HAHN Le Dieu bleu (Corlay)
View record and artist detailsRecord and Artist Details
Genre:
Orchestral
Label: B Records
Magazine Review Date: 04/2025
Media Format: Download
Media Runtime: 46
Mastering:
DDD
Catalogue Number: LBM074

Tracks:
Composition | Artist Credit |
---|---|
La Dieu bleu |
Reynaldo Hahn, Composer
Dylan Corlay, Conductor Frivolités Parisiennes |
Author: Mark Pullinger
When Serge Diaghilev commissioned Le Dieu bleu (‘The Blue God’), he was hoping to repeat the success Sheherazade had enjoyed when the Ballets Russes burst on to the Parisian scene a few years earlier. It was choreographed by Michel Fokine to a libretto by Jean Cocteau; Léon Bakst designed the sets and costumes.
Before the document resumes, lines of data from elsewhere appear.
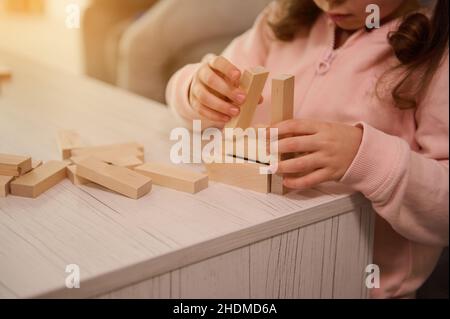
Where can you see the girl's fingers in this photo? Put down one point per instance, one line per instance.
(298, 144)
(216, 83)
(225, 67)
(308, 181)
(303, 164)
(208, 99)
(210, 114)
(298, 127)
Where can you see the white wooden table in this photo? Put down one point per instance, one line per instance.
(223, 242)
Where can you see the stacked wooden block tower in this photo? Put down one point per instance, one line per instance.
(247, 175)
(122, 168)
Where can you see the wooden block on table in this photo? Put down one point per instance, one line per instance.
(39, 180)
(5, 73)
(247, 147)
(35, 164)
(180, 179)
(135, 158)
(244, 175)
(128, 161)
(252, 82)
(73, 176)
(14, 165)
(282, 109)
(110, 153)
(113, 148)
(67, 141)
(119, 179)
(5, 185)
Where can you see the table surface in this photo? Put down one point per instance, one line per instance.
(117, 241)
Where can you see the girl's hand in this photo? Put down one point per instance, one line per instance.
(214, 93)
(328, 148)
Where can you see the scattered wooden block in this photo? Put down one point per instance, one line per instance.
(14, 165)
(247, 147)
(67, 141)
(282, 109)
(111, 152)
(244, 175)
(252, 82)
(5, 73)
(74, 178)
(128, 161)
(5, 185)
(35, 164)
(119, 179)
(180, 179)
(39, 180)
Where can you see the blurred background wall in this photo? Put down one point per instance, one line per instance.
(134, 44)
(36, 29)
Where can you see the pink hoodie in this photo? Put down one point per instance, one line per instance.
(402, 163)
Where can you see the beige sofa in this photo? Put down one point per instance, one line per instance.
(171, 34)
(104, 23)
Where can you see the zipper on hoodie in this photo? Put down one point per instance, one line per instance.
(325, 63)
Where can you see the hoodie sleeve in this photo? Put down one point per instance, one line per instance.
(248, 50)
(410, 189)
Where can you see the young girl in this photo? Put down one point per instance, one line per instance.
(371, 111)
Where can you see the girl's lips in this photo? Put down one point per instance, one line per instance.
(338, 17)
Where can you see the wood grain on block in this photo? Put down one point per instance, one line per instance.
(4, 185)
(246, 146)
(244, 175)
(180, 179)
(14, 165)
(130, 159)
(252, 82)
(119, 179)
(124, 149)
(127, 161)
(35, 164)
(39, 180)
(74, 178)
(282, 109)
(67, 141)
(5, 73)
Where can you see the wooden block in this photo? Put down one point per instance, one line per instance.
(35, 164)
(180, 179)
(244, 175)
(282, 109)
(5, 73)
(119, 179)
(252, 82)
(74, 178)
(39, 180)
(5, 185)
(247, 147)
(130, 158)
(67, 141)
(128, 161)
(14, 165)
(111, 151)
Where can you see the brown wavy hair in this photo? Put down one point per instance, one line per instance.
(420, 44)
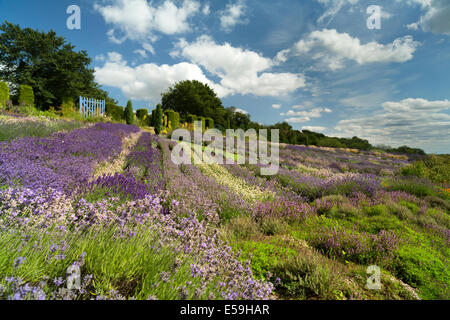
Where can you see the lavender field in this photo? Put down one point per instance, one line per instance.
(108, 199)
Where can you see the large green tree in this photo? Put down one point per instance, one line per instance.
(47, 63)
(193, 97)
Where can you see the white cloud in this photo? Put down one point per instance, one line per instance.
(141, 52)
(233, 15)
(414, 122)
(148, 47)
(314, 128)
(100, 57)
(331, 49)
(241, 71)
(304, 116)
(333, 7)
(139, 20)
(206, 9)
(436, 17)
(240, 111)
(147, 81)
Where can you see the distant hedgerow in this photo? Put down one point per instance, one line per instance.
(26, 95)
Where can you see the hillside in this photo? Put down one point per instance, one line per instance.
(113, 204)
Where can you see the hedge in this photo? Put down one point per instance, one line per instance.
(4, 94)
(26, 95)
(129, 113)
(158, 119)
(141, 114)
(209, 123)
(173, 118)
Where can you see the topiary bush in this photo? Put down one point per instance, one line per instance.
(26, 96)
(4, 94)
(209, 123)
(129, 114)
(141, 114)
(158, 119)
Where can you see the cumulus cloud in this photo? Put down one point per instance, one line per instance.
(331, 49)
(241, 71)
(233, 14)
(333, 7)
(239, 110)
(304, 116)
(147, 81)
(140, 20)
(436, 17)
(415, 122)
(314, 128)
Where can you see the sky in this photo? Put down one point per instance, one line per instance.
(321, 65)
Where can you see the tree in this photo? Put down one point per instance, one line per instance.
(192, 97)
(158, 119)
(4, 93)
(47, 63)
(129, 113)
(141, 114)
(26, 96)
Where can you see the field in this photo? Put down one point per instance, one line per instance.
(108, 199)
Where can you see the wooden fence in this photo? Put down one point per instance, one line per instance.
(91, 107)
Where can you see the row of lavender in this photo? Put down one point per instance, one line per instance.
(72, 209)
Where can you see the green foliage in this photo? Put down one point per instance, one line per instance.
(173, 118)
(141, 114)
(438, 167)
(191, 118)
(413, 186)
(129, 113)
(114, 111)
(304, 277)
(48, 64)
(26, 96)
(158, 119)
(422, 269)
(209, 123)
(4, 94)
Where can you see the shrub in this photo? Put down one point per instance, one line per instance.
(416, 187)
(26, 95)
(141, 114)
(305, 276)
(115, 112)
(158, 119)
(192, 118)
(129, 114)
(173, 119)
(417, 169)
(4, 94)
(209, 123)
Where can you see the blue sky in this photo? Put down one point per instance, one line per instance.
(314, 63)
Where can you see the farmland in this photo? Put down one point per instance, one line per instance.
(108, 199)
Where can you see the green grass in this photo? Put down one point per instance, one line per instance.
(130, 266)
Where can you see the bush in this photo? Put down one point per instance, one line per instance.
(192, 118)
(4, 94)
(158, 119)
(26, 95)
(129, 114)
(173, 119)
(416, 187)
(115, 112)
(141, 114)
(209, 123)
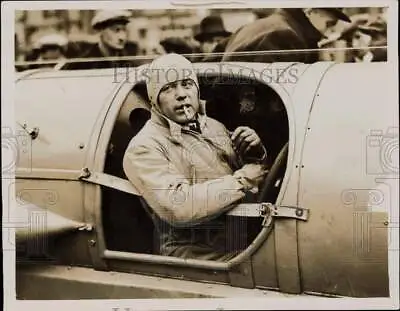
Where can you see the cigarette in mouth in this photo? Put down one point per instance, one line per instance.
(188, 114)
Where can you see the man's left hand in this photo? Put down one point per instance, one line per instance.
(246, 139)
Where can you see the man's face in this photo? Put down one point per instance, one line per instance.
(115, 36)
(179, 101)
(361, 41)
(322, 19)
(209, 43)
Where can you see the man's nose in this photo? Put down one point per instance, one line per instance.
(180, 92)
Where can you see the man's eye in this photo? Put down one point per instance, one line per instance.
(187, 83)
(166, 88)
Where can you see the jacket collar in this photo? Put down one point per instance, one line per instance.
(301, 22)
(175, 129)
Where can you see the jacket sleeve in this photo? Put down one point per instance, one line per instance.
(172, 196)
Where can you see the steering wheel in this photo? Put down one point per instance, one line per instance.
(274, 174)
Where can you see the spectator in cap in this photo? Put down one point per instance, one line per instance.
(52, 47)
(113, 41)
(212, 32)
(286, 29)
(49, 48)
(364, 35)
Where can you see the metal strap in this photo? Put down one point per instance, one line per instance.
(109, 181)
(269, 210)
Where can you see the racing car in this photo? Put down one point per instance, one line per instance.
(317, 227)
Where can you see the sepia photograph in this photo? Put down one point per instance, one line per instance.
(158, 151)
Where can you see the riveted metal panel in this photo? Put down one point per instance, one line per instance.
(343, 247)
(64, 107)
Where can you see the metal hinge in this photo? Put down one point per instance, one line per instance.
(269, 211)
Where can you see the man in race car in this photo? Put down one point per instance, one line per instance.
(190, 169)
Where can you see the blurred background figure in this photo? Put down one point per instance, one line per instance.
(52, 47)
(142, 34)
(212, 31)
(49, 48)
(286, 29)
(113, 41)
(362, 34)
(176, 45)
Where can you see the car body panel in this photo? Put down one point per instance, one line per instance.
(343, 247)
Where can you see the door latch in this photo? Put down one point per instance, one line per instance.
(269, 211)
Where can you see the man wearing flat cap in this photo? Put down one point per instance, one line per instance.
(113, 41)
(211, 32)
(284, 30)
(362, 36)
(49, 48)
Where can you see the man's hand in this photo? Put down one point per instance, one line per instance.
(246, 139)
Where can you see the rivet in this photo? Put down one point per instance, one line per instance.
(299, 212)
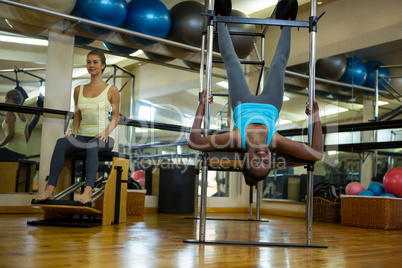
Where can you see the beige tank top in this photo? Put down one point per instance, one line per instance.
(94, 112)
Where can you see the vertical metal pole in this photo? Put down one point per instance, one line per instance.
(376, 95)
(310, 173)
(202, 63)
(258, 201)
(375, 154)
(130, 151)
(210, 39)
(262, 58)
(250, 209)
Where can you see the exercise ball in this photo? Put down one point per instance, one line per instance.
(158, 57)
(387, 194)
(355, 73)
(370, 80)
(392, 181)
(354, 188)
(376, 187)
(331, 68)
(366, 193)
(65, 7)
(111, 12)
(82, 41)
(186, 26)
(24, 28)
(119, 50)
(149, 17)
(139, 176)
(243, 45)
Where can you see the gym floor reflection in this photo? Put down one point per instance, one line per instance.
(156, 240)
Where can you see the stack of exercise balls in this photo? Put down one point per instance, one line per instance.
(391, 186)
(149, 17)
(393, 181)
(355, 72)
(38, 20)
(370, 80)
(110, 12)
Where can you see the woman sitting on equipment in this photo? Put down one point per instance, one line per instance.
(255, 117)
(91, 127)
(14, 145)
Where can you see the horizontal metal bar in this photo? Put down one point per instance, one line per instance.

The ballet is set in mythical India. A Young Girl interrupts a ceremony where a Young Man, whom she loves, is about to become a priest. As punishment for this blasphemy, she is condemned to be put to death by monsters, but a Goddess rises from the lotus, then the Blue God appears and plays his flute to calm the monsters, thus saving her life.
Mata Hari was courted to dance the role of the Goddess, but Diaghilev insulted her by asking her to audition! Reynaldo Hahn composed the score, a strategic commission because Hahn had influential friends – potential patrons – whom Diaghilev needed.
Hahn did his best to avoid orientalist clichés, experimenting with chromaticism and modal writing. The score was not a success. Glazunov reportedly fell asleep during the piano play-through and Prince Lieven, a critic and historian of the Ballets Russes, described it as ‘sweet and insipid’. The ballet premiered at the Théâtre du Châtelet on May 13, 1912, but it flopped. Within weeks of the premiere, along came L’après-midi d’un faune and Daphnis et Chloé, after which Le Dieu bleu was all but forgotten.
You will find hardly any of this information in B Records’ scant booklet for this live recording (download only) by Les Frivolités Parisiennes, conducted by Dylan Corlay. There’s no synopsis, not even a track-listing, which really won’t do. I found myself imagining what Palazzetto Bru Zane could have done with it … and lo, in the media base on Bru Zane’s website is an excellent eight-page article (in French) by musicologist Christophe Mirambeau, who is interviewed (briefly) in the booklet here, which focuses more on the (fine) orchestra and the circumstances of the performance, which included an animated video.
Hahn’s music is not without interest and his score is decently played. The Prélude begins with a sinuous, Syrinx-like flute solo – composed a year before Syrinx! – and there is some unusual orchestration, from weighty orchestral forces to chamber-like ensembles. The ‘Danse de Yoghis’ for winds and percussion is striking, while a piano ripples in ‘Clair de lune’.
A curiosity, not best served by the meagre presentation.